Astronomers caught their first glimpse of a dusty disk closely encircling a massive baby star, providing direct evidence that massive stars form in the same way as their smaller counterparts. The discovery was made thanks to a combination of data from the European Southern Observatory (ESO) and NASA's Spitzer Space Telescope.
"Astronomers have long been unclear about how the most massive stars form," said Stefan Kraus, a NASA Sagan Exoplanet Fellow and astronomer at the University of Michigan. "Because they tend to be at very large distances, and surrounded by dusty envelopes, it's very hard to separate and closely observe them."
To get a closer look, the team used ESO's Very Large Telescope Interferometer (VLTI) to focus on an object known by the cryptic name of IRAS 13481-6124. About twenty times the mass of our Sun, and five times its radius, the young central star, which is still surrounded by its baby blanket of dust and gas, is located in the constellation of Centaurus, about 10,000 light years away. "We were able to get a very sharp view into the innermost regions around this star by combining the light from separate telescopes," Kraus said, "basically mimicking the resolving power of a telescope with an incredible 85 meter-wide mirror."
Thanks to this unique capability, the team's observations detected a massive disk of dust and gas around the giant young star. "This is the first time that something like this has been observed," said Kraus, "The disk very much resembles what we see around young stars that are much smaller, except everything is scaled up and more massive".

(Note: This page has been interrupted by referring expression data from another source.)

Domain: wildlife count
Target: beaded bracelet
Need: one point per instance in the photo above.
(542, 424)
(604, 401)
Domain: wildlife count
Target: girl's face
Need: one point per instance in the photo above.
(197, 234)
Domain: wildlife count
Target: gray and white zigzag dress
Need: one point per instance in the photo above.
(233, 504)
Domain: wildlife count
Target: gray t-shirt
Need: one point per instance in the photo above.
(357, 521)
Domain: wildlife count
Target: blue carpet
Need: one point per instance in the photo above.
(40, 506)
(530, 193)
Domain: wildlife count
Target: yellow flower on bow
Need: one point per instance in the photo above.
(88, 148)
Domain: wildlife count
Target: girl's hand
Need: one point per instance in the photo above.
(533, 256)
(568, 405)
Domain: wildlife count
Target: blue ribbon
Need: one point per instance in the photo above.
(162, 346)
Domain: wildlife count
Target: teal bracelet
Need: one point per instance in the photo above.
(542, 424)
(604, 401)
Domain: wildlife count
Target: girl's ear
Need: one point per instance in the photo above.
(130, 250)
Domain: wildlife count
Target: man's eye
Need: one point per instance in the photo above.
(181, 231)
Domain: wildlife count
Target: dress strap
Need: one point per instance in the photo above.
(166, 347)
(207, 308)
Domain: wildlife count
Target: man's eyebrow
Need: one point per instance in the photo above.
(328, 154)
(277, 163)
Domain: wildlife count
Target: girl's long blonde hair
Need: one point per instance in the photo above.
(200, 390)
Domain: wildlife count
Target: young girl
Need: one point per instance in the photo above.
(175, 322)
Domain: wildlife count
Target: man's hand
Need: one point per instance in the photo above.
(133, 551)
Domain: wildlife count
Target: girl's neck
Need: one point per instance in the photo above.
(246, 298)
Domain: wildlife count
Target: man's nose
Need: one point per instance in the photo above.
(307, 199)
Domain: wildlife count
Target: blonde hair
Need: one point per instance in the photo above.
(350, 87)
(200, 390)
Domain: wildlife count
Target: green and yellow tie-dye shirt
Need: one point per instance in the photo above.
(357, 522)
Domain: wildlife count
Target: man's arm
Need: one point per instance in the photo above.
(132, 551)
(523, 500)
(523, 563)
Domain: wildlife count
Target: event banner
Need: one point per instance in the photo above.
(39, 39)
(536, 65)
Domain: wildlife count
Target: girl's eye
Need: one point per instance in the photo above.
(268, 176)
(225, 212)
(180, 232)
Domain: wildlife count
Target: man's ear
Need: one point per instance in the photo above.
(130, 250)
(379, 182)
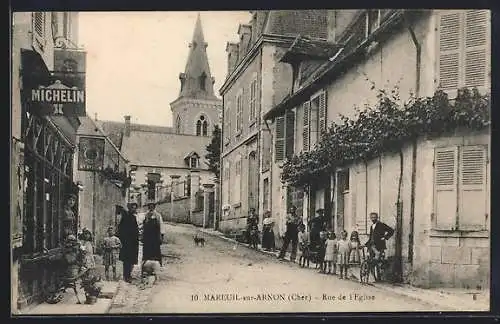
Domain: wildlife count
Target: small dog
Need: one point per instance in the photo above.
(149, 271)
(305, 257)
(254, 238)
(199, 240)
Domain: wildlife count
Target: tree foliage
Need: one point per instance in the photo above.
(386, 127)
(213, 149)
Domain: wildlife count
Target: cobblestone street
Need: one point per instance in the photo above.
(227, 277)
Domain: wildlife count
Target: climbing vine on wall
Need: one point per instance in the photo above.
(386, 127)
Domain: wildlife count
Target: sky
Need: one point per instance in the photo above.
(134, 59)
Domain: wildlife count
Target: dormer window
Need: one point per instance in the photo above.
(193, 163)
(202, 126)
(192, 160)
(203, 80)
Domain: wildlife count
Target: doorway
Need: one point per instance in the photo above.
(342, 194)
(252, 180)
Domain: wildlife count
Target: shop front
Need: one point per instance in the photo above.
(45, 181)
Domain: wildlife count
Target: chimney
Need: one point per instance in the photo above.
(330, 25)
(245, 32)
(232, 56)
(127, 126)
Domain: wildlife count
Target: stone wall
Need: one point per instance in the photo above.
(460, 261)
(107, 197)
(197, 218)
(180, 210)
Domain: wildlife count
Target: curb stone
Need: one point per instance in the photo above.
(457, 304)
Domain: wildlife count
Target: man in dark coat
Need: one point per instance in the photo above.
(151, 235)
(379, 233)
(128, 232)
(69, 220)
(316, 226)
(291, 234)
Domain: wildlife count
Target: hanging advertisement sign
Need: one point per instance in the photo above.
(91, 153)
(64, 93)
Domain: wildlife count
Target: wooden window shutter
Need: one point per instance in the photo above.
(306, 120)
(476, 48)
(445, 187)
(449, 38)
(279, 142)
(472, 187)
(322, 113)
(39, 29)
(39, 23)
(360, 197)
(290, 134)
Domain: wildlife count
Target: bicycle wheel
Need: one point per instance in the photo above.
(364, 272)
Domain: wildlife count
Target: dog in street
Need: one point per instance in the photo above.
(149, 272)
(198, 241)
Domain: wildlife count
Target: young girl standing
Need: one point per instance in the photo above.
(112, 246)
(88, 248)
(343, 255)
(321, 247)
(331, 253)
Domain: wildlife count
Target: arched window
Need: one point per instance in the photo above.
(178, 125)
(205, 128)
(203, 79)
(202, 126)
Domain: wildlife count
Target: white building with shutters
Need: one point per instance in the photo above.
(255, 82)
(443, 235)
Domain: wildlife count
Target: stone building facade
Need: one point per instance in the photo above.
(169, 162)
(255, 82)
(410, 49)
(43, 141)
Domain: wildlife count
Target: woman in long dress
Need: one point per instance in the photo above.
(128, 233)
(151, 237)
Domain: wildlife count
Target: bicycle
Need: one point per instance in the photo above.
(373, 263)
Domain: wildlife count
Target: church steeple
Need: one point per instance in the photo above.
(196, 81)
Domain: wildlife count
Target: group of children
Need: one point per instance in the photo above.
(331, 252)
(111, 251)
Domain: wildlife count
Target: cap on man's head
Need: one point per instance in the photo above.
(71, 196)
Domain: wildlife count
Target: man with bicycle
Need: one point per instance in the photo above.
(379, 234)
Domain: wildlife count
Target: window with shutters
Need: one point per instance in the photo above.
(266, 150)
(360, 199)
(279, 139)
(239, 113)
(306, 122)
(237, 181)
(460, 188)
(39, 29)
(227, 124)
(463, 49)
(289, 133)
(253, 101)
(317, 118)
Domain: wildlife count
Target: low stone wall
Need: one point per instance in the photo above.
(461, 262)
(180, 212)
(197, 218)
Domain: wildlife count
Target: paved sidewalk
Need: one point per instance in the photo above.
(69, 304)
(448, 299)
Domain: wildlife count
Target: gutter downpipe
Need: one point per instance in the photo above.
(221, 171)
(418, 49)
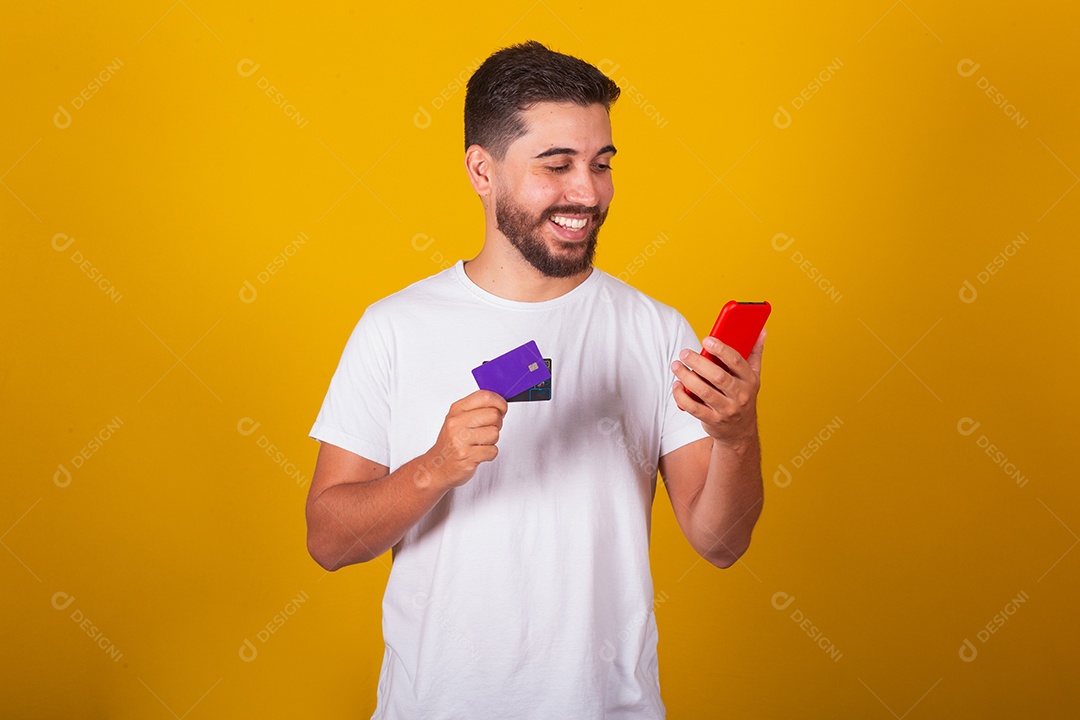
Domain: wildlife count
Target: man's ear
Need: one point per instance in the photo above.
(481, 168)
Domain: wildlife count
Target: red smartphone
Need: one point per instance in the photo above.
(738, 326)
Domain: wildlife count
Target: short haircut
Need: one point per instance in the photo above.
(516, 78)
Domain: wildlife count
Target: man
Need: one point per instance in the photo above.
(521, 583)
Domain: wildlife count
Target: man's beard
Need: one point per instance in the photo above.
(524, 232)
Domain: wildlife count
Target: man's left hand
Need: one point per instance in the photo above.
(728, 397)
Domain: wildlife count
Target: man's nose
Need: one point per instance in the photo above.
(583, 188)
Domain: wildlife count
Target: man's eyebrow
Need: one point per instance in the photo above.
(570, 151)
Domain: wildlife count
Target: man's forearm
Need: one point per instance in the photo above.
(358, 521)
(729, 503)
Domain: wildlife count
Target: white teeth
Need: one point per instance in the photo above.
(571, 223)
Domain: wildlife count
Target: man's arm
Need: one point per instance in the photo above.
(356, 510)
(715, 484)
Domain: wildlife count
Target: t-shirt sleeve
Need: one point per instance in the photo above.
(680, 428)
(355, 412)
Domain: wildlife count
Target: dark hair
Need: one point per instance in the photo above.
(516, 78)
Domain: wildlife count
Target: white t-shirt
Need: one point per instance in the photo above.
(525, 593)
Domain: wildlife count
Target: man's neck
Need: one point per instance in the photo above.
(507, 274)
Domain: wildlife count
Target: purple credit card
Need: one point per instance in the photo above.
(513, 372)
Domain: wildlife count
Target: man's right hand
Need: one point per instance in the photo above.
(468, 437)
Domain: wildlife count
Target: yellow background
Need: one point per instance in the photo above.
(896, 538)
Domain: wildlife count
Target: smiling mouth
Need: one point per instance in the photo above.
(570, 228)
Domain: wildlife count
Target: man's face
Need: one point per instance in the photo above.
(553, 188)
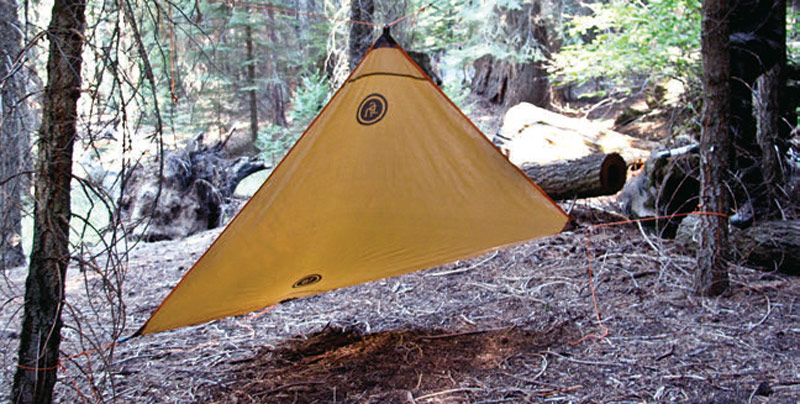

The presence of a disk is strong evidence that even the largest stars in our galaxy are formed in the same way as smaller ones - born from the collapse of huge clouds of dust and gas, rather than from the merging of smaller stars, as previously suggested by some scientists. The confirmation of this came from the Spitzer Space Telescope data archive, which stores all of the 26.5 million images that have been taken during Spitzer's mission so far. "We looked at archival images of the star taken by Spitzer, and confirmed that the star is flinging disk material outward from its polar regions, just as we see with smaller stars and their dust disks," Kraus said.
The discovery also opens up the possibility that planets, even Earth-like ones, may be able to form around massive stars like IRAS 13481-6124, in the same way they formed around our sun when it was much younger. "In the future, we might be able to see gaps in this and other dust disks, created by orbiting planets, although it is unlikely that such bodies could survive for long," said Kraus. "A planet around such a massive star would be destroyed by the strong stellar winds and intense radiation as soon as the protective disk material is gone, which leaves little chance for the development of solar systems like our own.
Still, huge stars like IRAS 13481-6124 provide the building blocks for life to arise elsewhere in the Universe. "High-mass stars are where heavy elements necessary for life are created, so they are of major importance," Kraus said. "This discovery is a clearer picture than we've had before, and allows us to understand them better."
Spitzer previously detected dusty disks of planetary debris around more mature massive stars, further supporting the notion that planets may form even in these extreme environments. Read more about that research at /news/230
The Spitzer observations were made before it ran out of its liquid coolant in May 2009, officially beginning its warm mission.